Which Van Halen is it? A pretty good one

October 17, 2007


Amid the ocean of black T-shirts at the Allstate Arena on Tuesday night, one stood out as particularly appropriate. Modeled after those ubiquitous "Got Milk?" ads, it asked, "Van Halen?"

Well, that was certainly the name that sold out two Chicago arenas this week. (The group will perform again at the United Center on Thursday.) But on a deeper, more philosophical level, one could be forgiven for asking, "Van Halen -- or was it, really?"

For one thing, after years of bitter feuding between singer David Lee Roth and guitar hero Eddie Van Halen, you had to wonder whether the spark behind this reunion really was the reconciliation of "best friends" (Roth's words) eager to celebrate their musical accomplishments, or the purely monetary motivation of some fifty-something rockers who've finally accepted that they're worth much more together than they are apart.
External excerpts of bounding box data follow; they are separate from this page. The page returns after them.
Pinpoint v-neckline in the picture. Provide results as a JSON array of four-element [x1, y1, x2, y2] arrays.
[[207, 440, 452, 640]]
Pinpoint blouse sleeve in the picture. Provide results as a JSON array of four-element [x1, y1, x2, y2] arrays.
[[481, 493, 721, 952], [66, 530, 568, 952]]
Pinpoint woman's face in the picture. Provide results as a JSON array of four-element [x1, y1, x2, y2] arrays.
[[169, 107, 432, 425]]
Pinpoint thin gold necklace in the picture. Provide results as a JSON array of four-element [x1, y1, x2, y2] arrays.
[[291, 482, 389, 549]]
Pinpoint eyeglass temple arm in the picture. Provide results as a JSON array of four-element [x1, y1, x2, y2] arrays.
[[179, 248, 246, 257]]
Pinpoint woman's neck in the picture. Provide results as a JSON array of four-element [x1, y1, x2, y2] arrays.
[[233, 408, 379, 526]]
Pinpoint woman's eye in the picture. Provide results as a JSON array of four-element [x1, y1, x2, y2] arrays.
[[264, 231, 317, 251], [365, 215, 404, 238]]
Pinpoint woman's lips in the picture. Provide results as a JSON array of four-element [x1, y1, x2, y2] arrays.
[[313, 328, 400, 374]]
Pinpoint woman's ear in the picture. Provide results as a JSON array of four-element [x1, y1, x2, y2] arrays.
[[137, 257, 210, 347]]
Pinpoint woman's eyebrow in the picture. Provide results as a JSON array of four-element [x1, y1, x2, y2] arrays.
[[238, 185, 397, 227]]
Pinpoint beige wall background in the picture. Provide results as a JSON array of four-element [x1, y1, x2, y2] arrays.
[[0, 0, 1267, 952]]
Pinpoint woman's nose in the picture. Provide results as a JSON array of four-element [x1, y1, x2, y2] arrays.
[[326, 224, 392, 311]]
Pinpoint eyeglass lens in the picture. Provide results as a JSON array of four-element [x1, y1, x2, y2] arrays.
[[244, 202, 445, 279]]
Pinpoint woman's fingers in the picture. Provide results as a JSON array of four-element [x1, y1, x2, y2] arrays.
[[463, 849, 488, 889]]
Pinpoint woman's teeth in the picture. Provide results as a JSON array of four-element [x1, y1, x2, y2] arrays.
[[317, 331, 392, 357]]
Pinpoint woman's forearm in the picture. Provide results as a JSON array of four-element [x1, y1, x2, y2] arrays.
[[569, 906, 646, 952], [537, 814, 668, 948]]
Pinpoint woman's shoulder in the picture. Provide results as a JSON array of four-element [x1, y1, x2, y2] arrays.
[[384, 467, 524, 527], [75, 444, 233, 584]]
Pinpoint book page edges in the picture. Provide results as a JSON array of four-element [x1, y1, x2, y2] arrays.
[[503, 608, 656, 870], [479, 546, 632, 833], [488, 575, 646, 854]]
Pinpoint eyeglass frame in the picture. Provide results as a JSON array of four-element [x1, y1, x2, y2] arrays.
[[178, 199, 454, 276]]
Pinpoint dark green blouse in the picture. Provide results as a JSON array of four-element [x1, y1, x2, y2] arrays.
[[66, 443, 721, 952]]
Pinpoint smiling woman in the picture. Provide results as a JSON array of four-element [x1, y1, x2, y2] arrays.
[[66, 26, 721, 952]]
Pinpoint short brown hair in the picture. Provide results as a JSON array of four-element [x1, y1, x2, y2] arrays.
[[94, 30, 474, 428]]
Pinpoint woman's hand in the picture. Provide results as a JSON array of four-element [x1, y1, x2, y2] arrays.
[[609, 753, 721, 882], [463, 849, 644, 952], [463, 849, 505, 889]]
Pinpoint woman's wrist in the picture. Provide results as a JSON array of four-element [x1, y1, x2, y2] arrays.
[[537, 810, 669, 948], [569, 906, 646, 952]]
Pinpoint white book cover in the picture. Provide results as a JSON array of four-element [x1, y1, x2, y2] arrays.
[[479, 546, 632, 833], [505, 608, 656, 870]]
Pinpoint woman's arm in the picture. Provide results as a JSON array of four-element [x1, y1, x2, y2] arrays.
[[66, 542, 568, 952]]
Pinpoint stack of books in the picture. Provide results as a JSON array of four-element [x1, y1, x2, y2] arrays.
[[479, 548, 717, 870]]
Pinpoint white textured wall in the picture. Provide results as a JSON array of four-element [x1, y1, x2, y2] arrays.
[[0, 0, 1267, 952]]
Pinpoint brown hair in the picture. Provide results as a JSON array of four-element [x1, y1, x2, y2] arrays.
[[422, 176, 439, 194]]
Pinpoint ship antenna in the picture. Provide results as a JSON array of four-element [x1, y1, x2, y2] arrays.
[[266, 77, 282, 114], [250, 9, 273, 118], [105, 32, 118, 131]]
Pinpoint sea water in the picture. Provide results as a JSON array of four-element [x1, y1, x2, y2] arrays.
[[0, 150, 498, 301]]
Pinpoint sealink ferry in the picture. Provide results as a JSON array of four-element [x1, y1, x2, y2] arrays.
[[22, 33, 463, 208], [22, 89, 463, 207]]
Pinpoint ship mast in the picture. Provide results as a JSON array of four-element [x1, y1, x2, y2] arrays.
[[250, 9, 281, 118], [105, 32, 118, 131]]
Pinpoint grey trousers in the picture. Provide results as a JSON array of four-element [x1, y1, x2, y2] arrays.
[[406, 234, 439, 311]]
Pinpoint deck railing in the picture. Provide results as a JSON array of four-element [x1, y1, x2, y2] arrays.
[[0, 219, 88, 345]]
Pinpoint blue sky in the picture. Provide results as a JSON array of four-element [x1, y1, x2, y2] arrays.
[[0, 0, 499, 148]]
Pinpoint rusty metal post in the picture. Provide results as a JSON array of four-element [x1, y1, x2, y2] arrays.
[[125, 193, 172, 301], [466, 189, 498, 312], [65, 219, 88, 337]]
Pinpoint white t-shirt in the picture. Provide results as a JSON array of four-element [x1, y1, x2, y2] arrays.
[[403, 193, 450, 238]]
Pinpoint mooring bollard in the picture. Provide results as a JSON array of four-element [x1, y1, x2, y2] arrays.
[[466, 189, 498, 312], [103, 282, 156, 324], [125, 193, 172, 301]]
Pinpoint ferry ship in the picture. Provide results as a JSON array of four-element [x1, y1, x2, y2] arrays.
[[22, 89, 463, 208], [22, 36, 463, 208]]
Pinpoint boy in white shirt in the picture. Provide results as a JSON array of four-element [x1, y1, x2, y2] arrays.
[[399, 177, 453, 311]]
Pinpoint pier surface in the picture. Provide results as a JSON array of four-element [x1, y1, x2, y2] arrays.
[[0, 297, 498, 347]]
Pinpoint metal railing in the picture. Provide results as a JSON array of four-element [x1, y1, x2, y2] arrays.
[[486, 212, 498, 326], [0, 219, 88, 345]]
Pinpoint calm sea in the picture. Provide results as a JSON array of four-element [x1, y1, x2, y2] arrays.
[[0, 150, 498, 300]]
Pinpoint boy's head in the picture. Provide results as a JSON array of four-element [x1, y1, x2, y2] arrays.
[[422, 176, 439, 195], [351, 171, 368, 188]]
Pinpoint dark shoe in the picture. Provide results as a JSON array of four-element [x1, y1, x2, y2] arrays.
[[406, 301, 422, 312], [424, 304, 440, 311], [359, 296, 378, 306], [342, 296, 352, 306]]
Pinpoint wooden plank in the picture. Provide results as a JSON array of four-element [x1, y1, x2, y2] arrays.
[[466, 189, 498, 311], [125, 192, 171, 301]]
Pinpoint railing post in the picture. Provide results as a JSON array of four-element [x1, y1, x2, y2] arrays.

For another thing, a surprising proportion of the fan base for the L.A. metal band, which has sold 75 million albums since its 1978 debut, actually prefers the group's second incarnation, led by singer Sammy Hagar. I am not among them; give me Roth and his carnival barker schtick any day, because at least he knows he's a goofball.

Yet even if you agreed that the only Van Halen that was really Van Halen was the one with Diamond Dave at the helm, there was a final question hanging over Tuesday's show: Were we really supposed to welcome Eddie's 16-year-old son Wolfgang as a serious replacement for founding bassist Michael Anthony? (The Chicago native was left out in the cold thanks as much to the power of nepotism as the sin of chumming around with Hagar.)

For his part, Wolfie wasn't bad, though he was nowhere near the virtuoso on four strings that Pop was on six. Mostly he just thumped away, looking kind of geeky, awkward and self-conscious, especially when he took a turn rounding the catwalk jutting into the crowd.

A sometimes hoarse-sounding Roth sounded and looked a lot better back in the day. But what he lacked in athletic stage moves or a higher register -- a problem most notable during "Hot for Teacher," "Jamie's Cryin'" and the occasional attempt to scat along with Eddie's guitar -- he made up for with sheer exuberance and old-school show-biz charisma (though we could have done without his showcase spot on "Ice Cream Man").

As in the past, Alex Van Halen was best when he was just riding a propulsive groove, as during the relatively streamlined pop-metal hits "Runnin' with the Devil" and "Dance the Night Away." Sorry, but surrounding yourself with four drum kits' worth of instruments doesn't automatically mean you deserve a solo, or have the skills to make one interesting.

Finally, there was Eddie, as inventive a guitarist and as musical a soloist as rock has ever produced. For all of the trauma of divorce, rehab and hip surgery, his hammer-on's and fretboard fireworks haven't lost a beat. In the end, that was probably the most important consideration for the majority of fans -- young metalheads born long after "Jump" as well as now respectable forty-somethings eager to relive their head-banging youth.

In other words, Eddie was still Eddie.

So regardless of whether or not this Van Halen was the "real" Van Halen, it was more than close enough to please the paying customers.